Но все-таки из дома ехать было легче, чем домой. Из дома она выходила налегке, спускалась по полю под горку, торопясь, выходила на лесную дорогу, шла по ней два километра и приходила к проселку, к автобусной остановке. Заходила в бетонную будку, изрисованную и исписанную всякими словами, садилась на деревянную скамейку и спокойно ждала автобус, зная, что не опоздала. Расписание расписанием, а все-таки легче на душе, когда в запасе есть время: люди жаловались, что шоферы часто приезжают раньше на пятнадцать, а то и двадцать минут. Кто же тут чего скажет! Приехал и уехал, не соблюдая расписания. Люди меж собой говорили, что это нехорошо и надо бы жалобу написать куда следует, но куда писать и кто это будет делать — никто не знал. Поэтому и собирались на остановке загодя, радуясь и оживляясь всякий раз, если автобус приходил раньше времени, а они уже были тут как тут. Садились люди на этот автобус с передней площадки, а выходили с задней. От билетов отказывались, отмахивались от тонких этих бумажек, как от позора, давая тем самым понять, что и они не лыком шиты и не желают быть хуже других. Иной шофер оторвет билет и бросит, если пассажир не берет, а другой только ухмыльнется с презрением и швырнет монеты в жестяную коробочку из-под леденцов, которая полным-полна серебром и медью, рублями и трешками.
Никогда не брала билеты и Анна Степановна, отдавая всегда свои двадцать пять копеек с чувством материнской умиленности, приговаривая при этом с торопцой и радостью в тихом голосочке:
— Не надо, не надо… Боже упаси!
Село, в которое ездила Анна Степановна за продуктами, называлось Чеглоково. Она всегда с большим трудом протискивалась к задней двери, начиная это делать сразу же, как только входила в автобус. На нее покрикивали, называя бабкой, но старались потесниться и пропускали. Измучившись, она наконец-то пробиралась к выходу и, вспотевшая, блестела веселыми глазами, с благодарностью поглядывая на людей, которые ехали дальше и не вылезали в Чеглокове. Она рассказывала людям, зачем она едет в Чеглоково, называя свою вымороченную деревню, о которой мало кто знал, и никто не интересовался, как там живут люди.

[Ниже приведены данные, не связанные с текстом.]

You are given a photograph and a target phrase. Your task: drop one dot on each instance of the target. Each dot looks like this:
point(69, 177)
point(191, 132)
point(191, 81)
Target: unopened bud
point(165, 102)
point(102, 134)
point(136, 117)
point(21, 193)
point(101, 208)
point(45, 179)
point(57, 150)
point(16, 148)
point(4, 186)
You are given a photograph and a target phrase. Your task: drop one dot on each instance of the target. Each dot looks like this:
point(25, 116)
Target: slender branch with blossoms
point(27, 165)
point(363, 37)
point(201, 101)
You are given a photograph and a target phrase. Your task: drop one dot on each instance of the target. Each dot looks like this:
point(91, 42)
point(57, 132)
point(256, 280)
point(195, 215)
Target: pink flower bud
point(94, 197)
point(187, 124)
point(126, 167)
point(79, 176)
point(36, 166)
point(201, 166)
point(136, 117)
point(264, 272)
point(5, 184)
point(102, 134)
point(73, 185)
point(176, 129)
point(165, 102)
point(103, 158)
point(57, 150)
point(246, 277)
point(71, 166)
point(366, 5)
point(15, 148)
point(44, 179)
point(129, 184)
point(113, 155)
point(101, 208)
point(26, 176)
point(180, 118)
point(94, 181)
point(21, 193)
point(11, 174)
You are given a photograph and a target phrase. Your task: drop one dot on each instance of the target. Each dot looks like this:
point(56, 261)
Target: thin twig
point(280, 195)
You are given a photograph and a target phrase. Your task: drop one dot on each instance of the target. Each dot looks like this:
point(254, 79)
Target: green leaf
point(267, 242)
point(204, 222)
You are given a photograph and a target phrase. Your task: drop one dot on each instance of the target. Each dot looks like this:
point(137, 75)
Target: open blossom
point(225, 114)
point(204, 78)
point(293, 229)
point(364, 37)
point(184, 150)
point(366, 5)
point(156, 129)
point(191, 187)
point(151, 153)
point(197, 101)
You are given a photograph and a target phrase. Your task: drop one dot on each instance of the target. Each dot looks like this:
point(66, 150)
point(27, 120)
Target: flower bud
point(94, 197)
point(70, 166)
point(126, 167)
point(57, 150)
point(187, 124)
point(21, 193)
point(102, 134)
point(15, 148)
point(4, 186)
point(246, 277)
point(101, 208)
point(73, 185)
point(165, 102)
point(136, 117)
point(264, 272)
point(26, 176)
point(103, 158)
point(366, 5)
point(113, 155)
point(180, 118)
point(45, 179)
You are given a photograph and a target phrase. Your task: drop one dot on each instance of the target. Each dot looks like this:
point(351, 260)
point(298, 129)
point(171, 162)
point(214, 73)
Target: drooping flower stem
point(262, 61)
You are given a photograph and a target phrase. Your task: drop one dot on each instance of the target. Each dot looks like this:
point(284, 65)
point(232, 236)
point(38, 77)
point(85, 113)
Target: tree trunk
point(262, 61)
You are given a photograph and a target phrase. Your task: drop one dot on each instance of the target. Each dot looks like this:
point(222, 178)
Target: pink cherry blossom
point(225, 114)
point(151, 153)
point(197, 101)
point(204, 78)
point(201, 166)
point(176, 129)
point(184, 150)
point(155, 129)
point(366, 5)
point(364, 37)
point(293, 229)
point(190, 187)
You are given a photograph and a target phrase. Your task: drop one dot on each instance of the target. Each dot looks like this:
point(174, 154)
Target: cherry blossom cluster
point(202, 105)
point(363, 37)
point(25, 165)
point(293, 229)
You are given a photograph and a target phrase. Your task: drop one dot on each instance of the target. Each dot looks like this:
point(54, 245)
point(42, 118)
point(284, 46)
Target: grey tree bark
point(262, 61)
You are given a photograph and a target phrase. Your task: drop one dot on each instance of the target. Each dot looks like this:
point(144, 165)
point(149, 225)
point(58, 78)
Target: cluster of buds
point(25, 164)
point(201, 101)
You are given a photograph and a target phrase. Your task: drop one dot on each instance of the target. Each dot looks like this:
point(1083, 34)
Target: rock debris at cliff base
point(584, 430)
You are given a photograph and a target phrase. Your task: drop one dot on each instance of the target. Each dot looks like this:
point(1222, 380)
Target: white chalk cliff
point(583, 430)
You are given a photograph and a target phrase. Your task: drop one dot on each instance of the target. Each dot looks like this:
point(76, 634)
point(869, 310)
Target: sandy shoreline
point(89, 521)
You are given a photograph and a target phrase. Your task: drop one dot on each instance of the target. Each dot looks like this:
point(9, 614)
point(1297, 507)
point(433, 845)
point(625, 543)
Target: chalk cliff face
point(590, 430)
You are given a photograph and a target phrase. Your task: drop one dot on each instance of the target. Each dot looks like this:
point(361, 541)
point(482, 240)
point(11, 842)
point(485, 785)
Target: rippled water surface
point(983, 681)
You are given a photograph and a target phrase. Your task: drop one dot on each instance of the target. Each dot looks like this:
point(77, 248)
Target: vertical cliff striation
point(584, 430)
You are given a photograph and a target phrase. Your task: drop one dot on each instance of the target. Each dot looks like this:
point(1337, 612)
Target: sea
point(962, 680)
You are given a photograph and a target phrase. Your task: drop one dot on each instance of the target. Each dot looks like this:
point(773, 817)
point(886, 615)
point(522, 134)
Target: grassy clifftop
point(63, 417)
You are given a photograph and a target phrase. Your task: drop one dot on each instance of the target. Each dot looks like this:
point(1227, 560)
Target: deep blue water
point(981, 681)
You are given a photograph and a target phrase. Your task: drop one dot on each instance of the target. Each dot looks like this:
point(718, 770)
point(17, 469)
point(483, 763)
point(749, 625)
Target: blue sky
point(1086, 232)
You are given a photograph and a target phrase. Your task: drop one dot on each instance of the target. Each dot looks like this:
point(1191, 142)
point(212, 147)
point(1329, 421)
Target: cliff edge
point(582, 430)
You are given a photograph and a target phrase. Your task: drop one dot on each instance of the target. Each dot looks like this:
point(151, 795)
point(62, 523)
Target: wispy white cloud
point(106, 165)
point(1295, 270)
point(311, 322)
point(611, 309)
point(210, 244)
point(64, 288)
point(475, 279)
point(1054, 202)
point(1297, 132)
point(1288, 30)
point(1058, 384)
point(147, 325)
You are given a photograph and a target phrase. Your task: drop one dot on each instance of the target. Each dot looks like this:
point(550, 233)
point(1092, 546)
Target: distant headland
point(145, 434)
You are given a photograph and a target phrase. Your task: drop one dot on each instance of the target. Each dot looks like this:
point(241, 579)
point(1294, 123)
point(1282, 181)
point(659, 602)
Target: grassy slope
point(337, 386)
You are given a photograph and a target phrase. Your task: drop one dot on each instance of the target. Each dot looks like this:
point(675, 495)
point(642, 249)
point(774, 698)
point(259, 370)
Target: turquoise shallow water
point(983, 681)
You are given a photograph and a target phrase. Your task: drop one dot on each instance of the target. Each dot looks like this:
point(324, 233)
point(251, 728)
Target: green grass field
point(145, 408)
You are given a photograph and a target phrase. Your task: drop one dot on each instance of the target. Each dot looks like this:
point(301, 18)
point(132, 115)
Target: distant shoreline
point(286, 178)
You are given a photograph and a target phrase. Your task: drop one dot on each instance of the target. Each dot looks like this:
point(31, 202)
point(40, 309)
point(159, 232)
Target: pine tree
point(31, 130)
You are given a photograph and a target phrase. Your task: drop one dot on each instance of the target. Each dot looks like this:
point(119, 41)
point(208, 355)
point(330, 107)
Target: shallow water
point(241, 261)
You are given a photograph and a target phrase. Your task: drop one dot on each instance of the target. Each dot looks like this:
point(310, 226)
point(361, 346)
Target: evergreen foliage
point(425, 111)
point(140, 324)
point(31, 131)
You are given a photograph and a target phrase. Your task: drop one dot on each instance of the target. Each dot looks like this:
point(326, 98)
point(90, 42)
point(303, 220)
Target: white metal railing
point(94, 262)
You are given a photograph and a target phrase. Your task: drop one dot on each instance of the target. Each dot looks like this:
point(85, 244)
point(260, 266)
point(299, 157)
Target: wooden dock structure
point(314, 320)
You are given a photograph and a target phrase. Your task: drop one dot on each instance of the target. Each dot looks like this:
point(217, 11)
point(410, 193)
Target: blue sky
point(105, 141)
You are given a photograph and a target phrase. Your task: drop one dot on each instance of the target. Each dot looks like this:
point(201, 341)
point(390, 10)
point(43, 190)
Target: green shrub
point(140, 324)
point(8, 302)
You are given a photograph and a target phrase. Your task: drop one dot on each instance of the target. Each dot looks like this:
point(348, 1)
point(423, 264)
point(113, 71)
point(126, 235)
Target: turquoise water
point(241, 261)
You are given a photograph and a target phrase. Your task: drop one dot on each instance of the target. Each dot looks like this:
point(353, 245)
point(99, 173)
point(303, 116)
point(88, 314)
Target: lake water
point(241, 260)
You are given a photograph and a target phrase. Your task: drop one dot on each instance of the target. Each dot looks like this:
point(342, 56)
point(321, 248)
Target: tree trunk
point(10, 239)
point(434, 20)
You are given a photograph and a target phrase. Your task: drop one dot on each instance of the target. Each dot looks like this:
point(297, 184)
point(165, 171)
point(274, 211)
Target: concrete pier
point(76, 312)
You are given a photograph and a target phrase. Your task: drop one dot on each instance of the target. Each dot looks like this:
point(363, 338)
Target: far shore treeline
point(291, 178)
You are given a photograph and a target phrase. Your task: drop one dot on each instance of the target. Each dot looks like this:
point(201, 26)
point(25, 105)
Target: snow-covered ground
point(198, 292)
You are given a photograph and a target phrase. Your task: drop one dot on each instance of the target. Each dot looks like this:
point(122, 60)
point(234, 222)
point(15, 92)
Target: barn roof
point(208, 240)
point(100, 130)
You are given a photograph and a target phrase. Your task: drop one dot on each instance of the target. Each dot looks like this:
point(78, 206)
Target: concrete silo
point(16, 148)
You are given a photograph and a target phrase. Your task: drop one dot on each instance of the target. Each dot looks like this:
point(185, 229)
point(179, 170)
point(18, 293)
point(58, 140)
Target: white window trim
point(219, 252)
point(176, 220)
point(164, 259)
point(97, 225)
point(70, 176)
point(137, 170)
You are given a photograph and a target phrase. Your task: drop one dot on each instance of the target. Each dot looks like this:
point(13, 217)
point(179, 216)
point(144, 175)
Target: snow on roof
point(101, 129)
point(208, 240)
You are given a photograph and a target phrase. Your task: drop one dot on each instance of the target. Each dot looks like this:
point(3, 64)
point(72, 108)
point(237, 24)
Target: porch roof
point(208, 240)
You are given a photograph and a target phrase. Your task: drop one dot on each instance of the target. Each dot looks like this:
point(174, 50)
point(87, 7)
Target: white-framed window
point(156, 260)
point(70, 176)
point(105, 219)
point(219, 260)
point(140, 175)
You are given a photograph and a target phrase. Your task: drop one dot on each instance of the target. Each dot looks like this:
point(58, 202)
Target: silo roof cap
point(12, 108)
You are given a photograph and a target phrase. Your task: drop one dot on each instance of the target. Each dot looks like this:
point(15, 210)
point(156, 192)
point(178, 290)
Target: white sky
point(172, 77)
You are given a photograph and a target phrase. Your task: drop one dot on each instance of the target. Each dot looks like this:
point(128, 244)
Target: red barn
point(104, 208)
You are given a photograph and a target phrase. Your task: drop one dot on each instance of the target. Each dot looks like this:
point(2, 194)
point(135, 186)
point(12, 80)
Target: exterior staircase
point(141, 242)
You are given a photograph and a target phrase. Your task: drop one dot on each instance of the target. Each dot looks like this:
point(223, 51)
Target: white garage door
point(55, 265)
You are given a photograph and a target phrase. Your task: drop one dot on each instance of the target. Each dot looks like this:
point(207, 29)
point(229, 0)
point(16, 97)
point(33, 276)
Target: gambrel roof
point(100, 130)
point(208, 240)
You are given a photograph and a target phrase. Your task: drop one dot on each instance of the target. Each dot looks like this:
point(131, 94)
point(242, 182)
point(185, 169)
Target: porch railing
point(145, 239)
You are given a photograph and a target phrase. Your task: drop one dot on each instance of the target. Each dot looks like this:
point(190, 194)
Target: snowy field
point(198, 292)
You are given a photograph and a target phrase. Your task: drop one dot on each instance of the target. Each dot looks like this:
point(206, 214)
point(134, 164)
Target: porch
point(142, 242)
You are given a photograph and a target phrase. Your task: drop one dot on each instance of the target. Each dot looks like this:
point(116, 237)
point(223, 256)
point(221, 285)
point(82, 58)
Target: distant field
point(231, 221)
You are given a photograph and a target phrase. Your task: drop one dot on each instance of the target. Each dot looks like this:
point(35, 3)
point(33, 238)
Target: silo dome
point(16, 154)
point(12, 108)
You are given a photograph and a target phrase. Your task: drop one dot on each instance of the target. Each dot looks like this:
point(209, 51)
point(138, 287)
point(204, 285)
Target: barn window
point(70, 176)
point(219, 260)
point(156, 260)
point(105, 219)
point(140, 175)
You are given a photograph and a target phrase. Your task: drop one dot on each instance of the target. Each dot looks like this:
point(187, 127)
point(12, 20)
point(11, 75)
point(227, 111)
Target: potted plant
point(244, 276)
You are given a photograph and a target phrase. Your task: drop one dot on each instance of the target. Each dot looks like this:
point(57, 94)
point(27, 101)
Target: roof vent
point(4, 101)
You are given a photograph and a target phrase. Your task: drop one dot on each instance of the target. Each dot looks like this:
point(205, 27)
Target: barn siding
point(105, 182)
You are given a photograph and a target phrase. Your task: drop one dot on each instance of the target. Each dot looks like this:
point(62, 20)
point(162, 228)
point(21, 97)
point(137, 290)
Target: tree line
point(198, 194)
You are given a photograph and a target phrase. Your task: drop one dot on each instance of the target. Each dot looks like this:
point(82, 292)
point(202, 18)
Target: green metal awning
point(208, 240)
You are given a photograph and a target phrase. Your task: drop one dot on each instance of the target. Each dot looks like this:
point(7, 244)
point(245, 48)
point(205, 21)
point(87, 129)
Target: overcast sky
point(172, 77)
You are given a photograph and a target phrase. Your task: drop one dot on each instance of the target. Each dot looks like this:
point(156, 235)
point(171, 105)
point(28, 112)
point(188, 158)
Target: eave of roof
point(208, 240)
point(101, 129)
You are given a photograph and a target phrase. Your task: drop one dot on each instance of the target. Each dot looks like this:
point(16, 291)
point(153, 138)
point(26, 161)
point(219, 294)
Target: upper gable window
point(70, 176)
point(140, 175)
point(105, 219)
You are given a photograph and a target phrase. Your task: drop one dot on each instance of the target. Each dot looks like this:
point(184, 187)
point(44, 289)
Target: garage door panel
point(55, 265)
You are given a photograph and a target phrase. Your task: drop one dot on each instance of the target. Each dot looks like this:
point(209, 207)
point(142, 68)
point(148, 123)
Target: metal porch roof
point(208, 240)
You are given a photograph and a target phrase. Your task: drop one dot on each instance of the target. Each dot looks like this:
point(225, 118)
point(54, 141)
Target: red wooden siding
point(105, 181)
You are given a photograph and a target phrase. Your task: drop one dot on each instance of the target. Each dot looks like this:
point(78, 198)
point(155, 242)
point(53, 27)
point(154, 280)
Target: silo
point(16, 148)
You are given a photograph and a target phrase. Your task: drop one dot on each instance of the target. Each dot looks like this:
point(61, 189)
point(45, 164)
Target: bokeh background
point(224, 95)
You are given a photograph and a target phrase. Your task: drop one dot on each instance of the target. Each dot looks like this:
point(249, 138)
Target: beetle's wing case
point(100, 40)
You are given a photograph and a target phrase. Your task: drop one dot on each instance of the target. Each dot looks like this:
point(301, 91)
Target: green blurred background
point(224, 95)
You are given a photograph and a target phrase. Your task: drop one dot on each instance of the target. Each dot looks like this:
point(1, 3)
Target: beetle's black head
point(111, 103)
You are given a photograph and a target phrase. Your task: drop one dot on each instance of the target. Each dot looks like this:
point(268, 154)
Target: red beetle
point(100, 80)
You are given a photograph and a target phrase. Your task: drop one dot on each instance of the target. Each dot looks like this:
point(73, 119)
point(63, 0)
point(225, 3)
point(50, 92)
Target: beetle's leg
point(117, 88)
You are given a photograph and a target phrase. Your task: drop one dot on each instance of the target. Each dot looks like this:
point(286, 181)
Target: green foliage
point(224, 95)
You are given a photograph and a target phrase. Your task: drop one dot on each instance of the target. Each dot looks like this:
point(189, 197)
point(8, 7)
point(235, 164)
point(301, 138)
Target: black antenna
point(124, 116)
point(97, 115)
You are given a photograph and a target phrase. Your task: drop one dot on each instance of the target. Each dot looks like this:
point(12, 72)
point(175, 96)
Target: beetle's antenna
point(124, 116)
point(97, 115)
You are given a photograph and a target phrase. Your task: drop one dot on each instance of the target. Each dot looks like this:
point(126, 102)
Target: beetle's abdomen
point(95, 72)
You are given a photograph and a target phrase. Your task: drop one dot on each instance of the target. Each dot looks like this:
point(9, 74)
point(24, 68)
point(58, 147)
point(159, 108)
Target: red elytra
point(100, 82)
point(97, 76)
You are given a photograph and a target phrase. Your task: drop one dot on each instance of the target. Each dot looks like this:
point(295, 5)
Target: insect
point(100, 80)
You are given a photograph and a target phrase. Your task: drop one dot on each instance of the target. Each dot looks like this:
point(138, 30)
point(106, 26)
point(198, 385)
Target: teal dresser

— Людей там нет совсем, — с весельем в голосочке удивленно говорила Анна Степановна. — Последний годочек доживаю, скучно одной… Электричество отключили, а керосину нету… Свечей тоже нигде не достанешь. Хотела подольше пожить, да уже невмоготу одной. Все деревенские в поселок переехали, в леспромхоз, в Кияново. А нашу деревню, говорят, ломать будут. У кого дети, у кого внуки — те туда и переехали. У меня никого нету, меня и не тревожат. Живу и живу. Да отчего-то не могу больше. Так скучно, так скучно… Да и страшно, по правде сказать. В лесу-то одной. Магазина нету, а заболеешь — чего делать? Не знаю. Обещали устроить, а все вот никак… Да и то, старая нужна ли кому! Беда со старухами, — заканчивала она, как бы отмахиваясь от самой себя, от своей старости и беспомощности. — Согрешить недолго! Уж помолчу лучше, помолчу, — говорила Анна Степановна и посмеивалась желтым и морщинистым лицом, скаля вставные серые ровненькие зубки.